Op-Alt: The injustice of a two-tiered education system in Baltimore City

City Paper

“Class size doesn’t matter,” said no teacher ever. At Southwest Baltimore Charter School and City Neighbors High School (also a charter school), we have an average of 23 students in our sixth-grade literacy and ninth-grade English classrooms. Our colleagues have on average around 30 kids to manage in their traditional Baltimore City Public Schools. Last year one of those colleagues taught 38 third-graders in her noncharter school. I repeat, 38 third-graders in a single space! Such a class load is unconscionable, and a testament to the commitment of people who work in such environments.

Why the disparity? Southwest Baltimore Charter School gets approximately $9,450 per pupil, while traditional schools get $7,300. While it’s true that charters have to cover the costs of their facilities, analysis by principals across school types indicate that charters are clearly getting the better end of the deal. And that’s before the nonprofit boards operating the charters do independent fundraising through federal grants and local philanthropy (an activity that few traditional school principals with more responsibilities and less support staff have the time for).

Clauses in Gov. Hogan’s controversial charter school legislation HB 486/SB 595 (whatever form they may take now or in the future) threaten to take the significant current funding inequity between BCPSS schools and widen it further.

Here's how: HB 486/SB 595 required the local school board to disburse 98 percent of unrestricted funds to charter schools, leaving only 2 percent remaining to support central office functions and activities (things such as payroll, legal, IT, budget office, and human capital recruiting). This is an absurd number considering that a Department of Legislative Services survey found that school systems across Maryland, not just North Avenue, require approximately 15 percent of their budget for central office functions. We’re not math teachers, but we’re pretty sure that with a budget of over $1 billion for BCPSS, the difference between 2 percent and 15 percent is totally a lot of money.

Perhaps North Avenue will need less than 15 percent as charters theoretically take over some of the services they provide, but it will certainly need more than 2 percent. So who takes the hit? With 98 percent of funds guaranteed for charters, and necessary central office work still having to be done, the difference will be made up on the backs of students in traditional Baltimore City Public Schools. This means larger class sizes, special educators with mathematically impossible case loads, and the cutting of after-school programs and gym and art classes.

We joined our charter schools because we wanted to work in schools that aligned with our own pedagogical philosophies, with like-minded staff, in places that stood side by side with traditional schools as equal partners. We understand charter operators’ desire for greater funding; Baltimore City teachers feel it in our classrooms every day. The needs of our students massively outweigh the assets provided to meet those needs. Baltimore’s elite private schools charge between $25,000 and $27,000 in annual tuition, and that’s for educating kids who are not living in deep poverty, who have access to plentiful resources at home, and who have opportunities for enrichment in their communities. Baltimore City must make do with approximately $10,000 less per child, and that’s before the budget shortfall is made up! We refuse to allow the majority of young people in the city to be robbed of their already-insufficient resources.

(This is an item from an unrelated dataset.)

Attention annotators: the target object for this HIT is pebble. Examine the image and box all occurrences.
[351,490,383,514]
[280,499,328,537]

There are many reasons to be concerned about whatever bill emerges from Annapolis including a direct attack on collective bargaining, inviting large out-of-state charter management organizations into Baltimore, creating a second authorizer whose board is appointed by the governor, greater autonomy leading to waste and fraud, and the fact that charter school teachers don’t even want these reforms (an online petition we started for BCPSS teachers against the legislation has almost 300 signatures, the majority of whom work in charter schools).

Even if we put all of those concerns to the side, the two-tiered system of schools that would result from this legislation should be sufficient grounds to kill the bill. In order to be beacons of innovation, charters need to be equitable. Charter teachers such as ourselves are concerned about the sustainability of the entire Baltimore City Public School System to meet the needs of all children, not just the ones in our own classrooms.

Corey Gaber teaches at Southwest Baltimore Charter School and Kristine Sieloff teaches at City Neighbors High School.